Reviews / December 15, 2012

Jennifer Murphy

Clint Roenisch, Toronto
Jennifer Murphy “Monkey's Recovery” 2012 Installation view / photo Toni Hafkenscheid Jennifer Murphy “Monkey's Recovery” 2012 Installation view / photo Toni Hafkenscheid

Jennifer Murphy’s exhibition “Monkey’s Recovery” at Clint Roenisch greeted the viewer with a stick rising from the floor topped with a bright-pink piece of tulle. On the gallery walls was a collection of curious objects that included lace gloves, a hawthorn twig, ceramic bowls, dried flowers, screens, disks and driftwood. Together, these clusters of low-relief, everyday craft objects created a crowd of simplified faces or masks, with the objects brought together to form eyes, noses and mouths.

Near the window, two framed woodblock prints by the Japanese artist Tsukioka Yoshitoshi served as reference points that provided a key, but not an answer, to reading the exhibition.
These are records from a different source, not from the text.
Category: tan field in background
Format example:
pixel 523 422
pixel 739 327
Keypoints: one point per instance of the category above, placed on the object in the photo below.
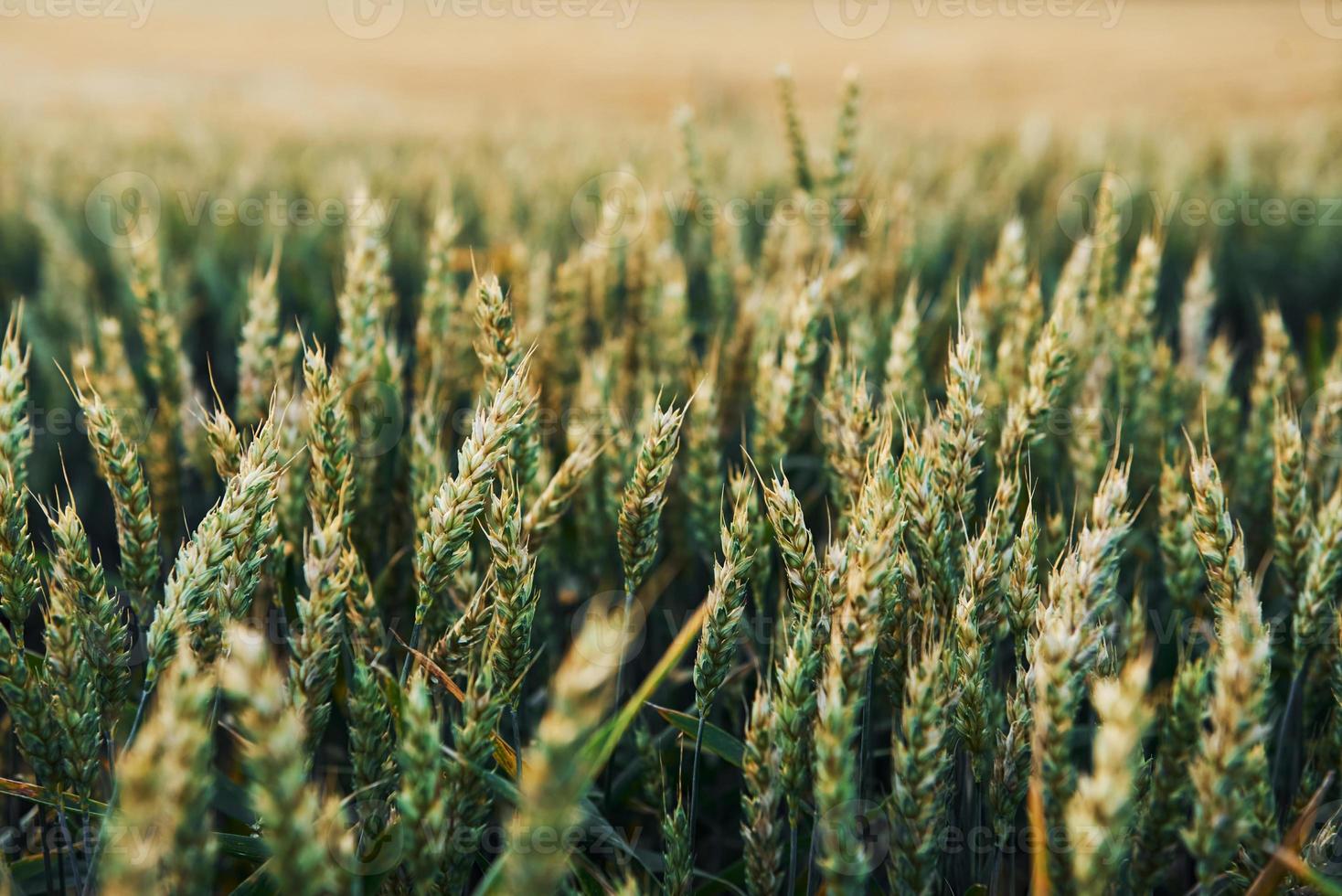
pixel 449 65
While the prints may have guided Murphy’s use of materials and content, what seemed most important was the phantasmagoria that Murphy brought forth.

The theatrics of “Monkey’s Recovery” revolve around Murphy’s impressive lightness of touch, which draws the viewer into the delicacy of the works. The materials—a feather serving as a smile or a dish that becomes a mouth—gesture toward the quirkiness of craft practice and toward its propensity to demonstrate that nature can fool us with appearances. Murphy’s installation functions as a formal process of material connections. At times, the objects become part of a shifting, unknown ritual, or the traces of the magic of a place.

The back gallery held framed collages of flora and fauna made from other intricate found materials, such as eel skin, cellophane, suede, butterfly wings, sequins, silk, gold leaf, lace and a first-place-horse ribbon. While the narrative aspect of the main space was not present here, the same ritual process of collecting and building forged a connection between these collages and the front-gallery assemblages. The collages seemed to function as studies—preparatory models for the mystic world of crowded faces in the main gallery.

“Monkey’s Recovery” was a departure from Murphy’s previous exhibitions, where her works showed off a more glittering, conventional beauty. The artist has moved into new territory this time. It is more strange and unsettling. It is also more stimulating.